Details Matter When Tackling the Public-Health Crisis of Maternal Mortality
By shaunesse’ a. jacobs
Giving birth is often one of the most transformative experiences in a person’s life. Communities shift in the most beautiful ways: families expand, individuals assume communal roles, and investing in the future becomes increasingly important. Yet, the beauty of birth becomes challenging in the United States. The country ranks 55th in the world based on the maternal care our healthcare system offers. These rates are even more staggering for Black communities, as Black women in the United States are three to four times more likely to die from pregnancy-related complications than white women. In fact, following the CDC’s Pregnancy Mortality Surveillance System, Black women experienced the highest number of pregnancy-related deaths compared to all other racial/ethnic groups in 2011-2016.
These statistics inspire my research and the work I have been privileged to pursue through IHSIP this summer. I began the research process wanting to acquire medical records to determine if there were differences in care over the course of a person’s pregnancy that differed across racial/ethnic groups in a Boston hospital.
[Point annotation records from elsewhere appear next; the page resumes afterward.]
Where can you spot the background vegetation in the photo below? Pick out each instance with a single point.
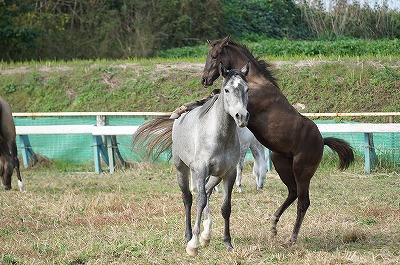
(323, 85)
(119, 29)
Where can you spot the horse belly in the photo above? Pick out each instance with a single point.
(221, 164)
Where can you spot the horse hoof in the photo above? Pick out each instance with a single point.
(204, 242)
(289, 243)
(21, 186)
(192, 251)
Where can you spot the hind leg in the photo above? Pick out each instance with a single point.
(182, 175)
(239, 169)
(283, 165)
(16, 166)
(200, 173)
(226, 207)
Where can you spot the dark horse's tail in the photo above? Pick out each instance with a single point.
(155, 137)
(343, 149)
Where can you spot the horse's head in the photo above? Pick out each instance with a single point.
(235, 93)
(6, 170)
(216, 55)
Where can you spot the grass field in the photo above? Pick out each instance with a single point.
(136, 216)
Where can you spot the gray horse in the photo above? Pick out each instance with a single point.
(8, 147)
(248, 140)
(205, 143)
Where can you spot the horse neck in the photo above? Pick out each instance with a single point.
(256, 76)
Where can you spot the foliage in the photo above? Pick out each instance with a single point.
(66, 30)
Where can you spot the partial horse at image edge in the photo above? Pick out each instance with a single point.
(8, 147)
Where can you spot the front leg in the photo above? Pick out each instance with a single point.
(226, 207)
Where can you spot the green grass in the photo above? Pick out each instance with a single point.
(136, 217)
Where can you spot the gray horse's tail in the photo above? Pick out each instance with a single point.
(154, 137)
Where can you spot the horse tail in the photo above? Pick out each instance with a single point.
(343, 149)
(155, 137)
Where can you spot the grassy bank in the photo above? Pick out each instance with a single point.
(323, 85)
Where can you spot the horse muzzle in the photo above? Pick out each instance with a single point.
(242, 119)
(206, 82)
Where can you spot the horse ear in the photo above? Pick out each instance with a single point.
(246, 68)
(225, 41)
(222, 70)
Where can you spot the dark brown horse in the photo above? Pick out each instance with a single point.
(295, 141)
(8, 147)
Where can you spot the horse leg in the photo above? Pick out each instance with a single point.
(284, 166)
(303, 172)
(201, 202)
(226, 207)
(260, 163)
(14, 154)
(182, 175)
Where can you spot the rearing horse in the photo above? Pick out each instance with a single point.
(295, 141)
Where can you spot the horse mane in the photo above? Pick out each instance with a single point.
(155, 137)
(262, 65)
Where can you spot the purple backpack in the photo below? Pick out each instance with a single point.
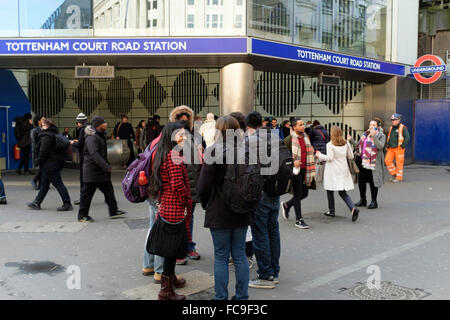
(130, 186)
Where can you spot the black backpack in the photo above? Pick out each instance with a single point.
(62, 146)
(242, 186)
(279, 183)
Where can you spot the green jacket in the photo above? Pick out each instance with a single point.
(393, 139)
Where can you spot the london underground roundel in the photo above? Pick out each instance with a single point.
(437, 69)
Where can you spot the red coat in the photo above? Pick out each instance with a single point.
(175, 194)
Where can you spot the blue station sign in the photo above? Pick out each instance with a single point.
(297, 53)
(108, 46)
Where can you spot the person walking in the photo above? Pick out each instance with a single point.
(276, 128)
(96, 171)
(337, 176)
(2, 190)
(51, 161)
(264, 227)
(397, 140)
(153, 129)
(37, 122)
(304, 170)
(369, 158)
(169, 182)
(124, 131)
(208, 130)
(139, 134)
(78, 143)
(22, 132)
(286, 128)
(228, 229)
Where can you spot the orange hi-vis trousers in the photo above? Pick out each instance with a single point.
(399, 155)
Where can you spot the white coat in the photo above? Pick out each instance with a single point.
(337, 176)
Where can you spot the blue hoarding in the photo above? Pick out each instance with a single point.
(291, 52)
Narratives in the medical records could reveal disparities in care and practices, which might offer health system design and implementation improvements that could be applied across the Boston area and the wider region. Later, the data findings and ideas for improvement could be used to build a computational policy simulation to demonstrate the impact of novel policy ideas both on health outcomes and on healthcare costs.
I assumed the trends in care would be apparent through the way notes were documented by clinicians and the number of follow-up visits a patient scheduled from awareness of conception through six weeks post-partum. While this was a sensible hunch based on the many news reports, social media posts, and CDC reports I had read on this topic, I discovered that the question was far more complex and the nuances matter.
Through meetings with experts in the field—Dr. Eugene Declercq, Dr. Brian Jack, and Dr. Michael Kogan—my faculty advisor Dr. Wildman and I came to understand the variety of public-health and clinical terms used to address maternal morbidity. To begin with, maternal mortality, severe maternal morbidity, and pregnancy-related death are distinct categories in medical records and measured differently. Social factors and health prior to pregnancy are factors. Age and education play important roles. Most importantly, post-natal and preventative care inform how a birthing person’s death is understood. My research expanded to incorporate different measurements and clinical terms. I also had to account for the ways these measures are articulated in national and state datasets. Individual narratives made me aware of the public health crisis, but the subtleties of definition, measurement, and reporting made me aware of the ways the issues swirling around maternal care and morbidity should be communicated with patients, clinicians, public health professionals, and the public.
While our research still seeks to understand the differences in how care is reported across racial/ethnic groups, we have also become aware of the ways that medical records and state and national datasets must be in conversation with one another. These conversations have the potential to improve health system design, public health engagement, and even computational policy simulations that might be used to guide policy decisions. With the right kinds of conversations and public communication, the delivery of care improves, the public’s support of relevant policy measures strengthens, and Black birthing people increase their chances of surviving and flourishing as parents of young children.
We hope our research contributes to the work of shedding light on the dearth of policy initiatives directed towards maternal care. By means of a better understanding of preventable problems that lead to negative birthing outcomes for mothers, especially Black mothers in the United States, we hope to support the development of new policies that directly improve maternal care practices, the reporting of maternal health statistics, and the experience of families..
About the Author
shaunesse’a. jacobs is a third year PhD student on the Constructive Theology and Ethics track at Boston University’s School of Theology. She is a recipient of the 2020 IHSIP Summer Student Research Award in collaboration with advising faculty member, Wesley J. Wildman, PhD. Her research broadly examines the ways communities use religious practices to cope with the injustices of the healthcare system, with special focus on the healthcare injustice of severe maternal morbidity for Black birthing people.